Candidate::Candidate ()
{
}
Its not doing any thing. Not writing it as it is can't execute the line:
Candidate *list = new Candidate [10];
Why?
Error: no default constructor exists for the class "Candidate"
To allow your dynamic array allocation, new Candidate[10], a default constructor of Candidate must be available. That is, it must be able to take no arguments. If you provide any of your own constructors for Candidate, regardless of how many arguments they take, the implicit default constructor that is usually defined automatically by the compiler will not be defined. You therefore have to provide it yourself, even if its body is empty. See §12.1/5:
A default constructor for a class
Xis a constructor of classXthat can be called without an argument. If there is no user-declared constructor for classX, a constructor having no parameters is implicitly declared as defaulted (8.4).

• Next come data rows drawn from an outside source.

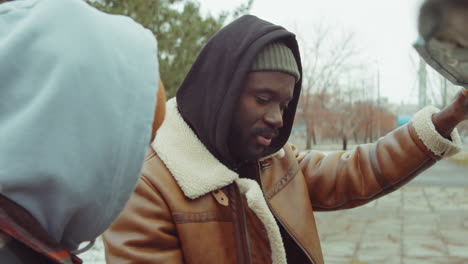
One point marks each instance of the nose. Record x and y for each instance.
(274, 117)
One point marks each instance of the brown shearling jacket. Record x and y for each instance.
(189, 208)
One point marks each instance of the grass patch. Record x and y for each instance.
(460, 159)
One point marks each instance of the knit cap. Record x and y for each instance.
(276, 56)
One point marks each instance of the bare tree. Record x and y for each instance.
(326, 58)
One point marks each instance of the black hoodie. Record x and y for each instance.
(209, 94)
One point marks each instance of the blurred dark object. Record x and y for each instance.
(443, 42)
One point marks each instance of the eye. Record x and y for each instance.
(284, 107)
(262, 100)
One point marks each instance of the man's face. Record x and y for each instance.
(259, 113)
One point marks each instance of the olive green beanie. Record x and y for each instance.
(276, 56)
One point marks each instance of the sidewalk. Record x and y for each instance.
(414, 225)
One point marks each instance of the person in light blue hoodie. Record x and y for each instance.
(77, 98)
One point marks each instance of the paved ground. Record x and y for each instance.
(424, 222)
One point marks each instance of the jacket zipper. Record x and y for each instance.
(279, 220)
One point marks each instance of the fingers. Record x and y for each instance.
(464, 91)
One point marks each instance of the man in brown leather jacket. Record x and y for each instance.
(220, 183)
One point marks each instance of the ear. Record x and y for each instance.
(160, 110)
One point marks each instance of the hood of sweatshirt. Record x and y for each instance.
(210, 92)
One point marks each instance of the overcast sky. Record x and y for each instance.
(384, 32)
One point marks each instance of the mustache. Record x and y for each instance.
(274, 132)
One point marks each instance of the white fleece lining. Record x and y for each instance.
(435, 142)
(256, 202)
(194, 168)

Your class would be fine as follows because the compiler will implicitly define a defaulted default constructor:
class Candidate
{ }; // Compiler provides a default constructor
But as soon as you give it any other constructor, the implicit default constructor is not provided any more:
class Candidate
{
public:
Candidate(int x);
// A user-defined constructor is provided so the default constructor
// must be defined explicitly
};
You probably have an additional constructor in your class. If you have any constructor defined, the compiler won't generate a default one.
= default it).
std::vector.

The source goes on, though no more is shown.